El libro de la semana: «El hermano mayor»

¿Cómo narrar el dolor?, ¿se puede racionalizar la muerte? El dolor no se puede decir en presente, solo en pasado; sin embargo, Mella elige narrarlo en tiempo futuro, como si todo lo malo fuera a ocurrir, indefectiblemente, pero más adelante, hasta que algo le recuerda que el futuro llegó hace rato.

El 9 de febrero de 2014, durante uno de los veranos más tormentosos que se recordarán en las costas del Uruguay, muere Alejandro, 31 años, salvavidas, alcanzado por un rayo mientras dormía en una casilla en Playa Grande. «Tendría que haber sido yo», dice el protagonista, el hermano mayor, el pesimista, y no Alejandro, que vivía la vida como quería, como venía, que explotaba de felicidad.

Así comienza este relato en el que la memoria se entrecruza con la ficción en una exploración del vínculo fraternal y el duelo en el seno íntimo de una familia. Un viaje que lleva al narrador, despiadado consigo mismo, a enfrentar lo más oscuro de sí: sus obsesiones, sus perversiones, sus mezquindades, pero también aquello que puede redimirlo, la literatura.

Conciencia amarga de que la realidad supera a la ficción y que nada se puede hacer. Y todo le llega al lector como un alud, desde la primera a la última página, sin cortes, sin anticlímax, sin intermediarios. Del corazón al papel.
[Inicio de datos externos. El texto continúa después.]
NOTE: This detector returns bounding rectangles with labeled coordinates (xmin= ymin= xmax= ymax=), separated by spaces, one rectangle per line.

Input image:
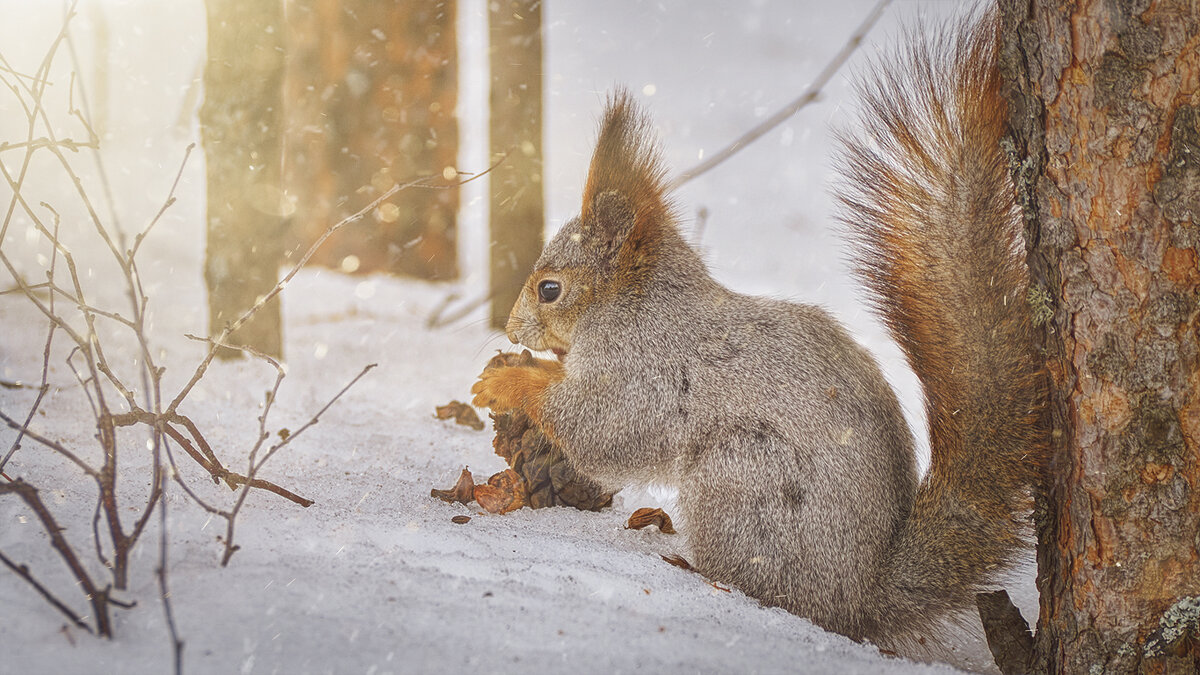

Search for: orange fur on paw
xmin=470 ymin=362 xmax=563 ymax=420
La prosa de Mella, por lo general estupenda, alcanza aquí las más altas cotas de excelencia. En las primeras páginas, por ejemplo, es capaz de describir todo el carácter de su hermano recordando únicamente su forma de abrazar a las personas. Puede establecer diálogos, interrumpirlos y volver luego a ellos, con una soltura apabullante.

No duda además en mostrarse desnudo, en mirarse al espejo sin una gota de maquillaje. Se pregunta si él mismo no ha creado su propia leyenda de joven prodigio de las letras, con su familia mormona a cuestas, que le da siempre un color inusitado a su biografía, con su sorprendente y voluntaria década de ausencia en las librerías tras el gran éxito literario que cosechó con solo 21 años.

Porque la novela es presente pero es, fundamentalmente, pasado. En alguna página difuso, como si fuera el de otro; en otras claro, como el cristal de una lupa. Un tiempo remoto hecho de escenas familiares compartidas pero también individual, secreto.

Hay varias escenas memorables que, sin embargo, son dichas como al pasar, contadas con la misma trascendencia o intrascendencia que las demás. Y aunque lo cuenta todo, también son importantes los silencios que logra crear Mella. Las pausas entre una pregunta y la respuesta que se demora, las charlas de la familia en el patio, hechas de monosílabos, frases inconexas y comentarios laterales. La naturalidad absoluta a la hora de narrar lo que no es lineal sino arremolinado.

Otro de los méritos del libro es que no resulta triste. No es llanto, no es negación, es encajar el golpe. Con estoicismo, con nostalgia, con algo de revancha si se quiere pero con una gota de esperanza, solitaria pero irrebatible.

«¿Qué íbamos a hacer con la muerte de Alejandro? ¿Íbamos a permitir que nos dejara igual a como veníamos? ¿Cuál habría sido su deseo? ¿Para qué estaba la familia?», se pregunta Daniel Mella. La respuesta es este gran libro.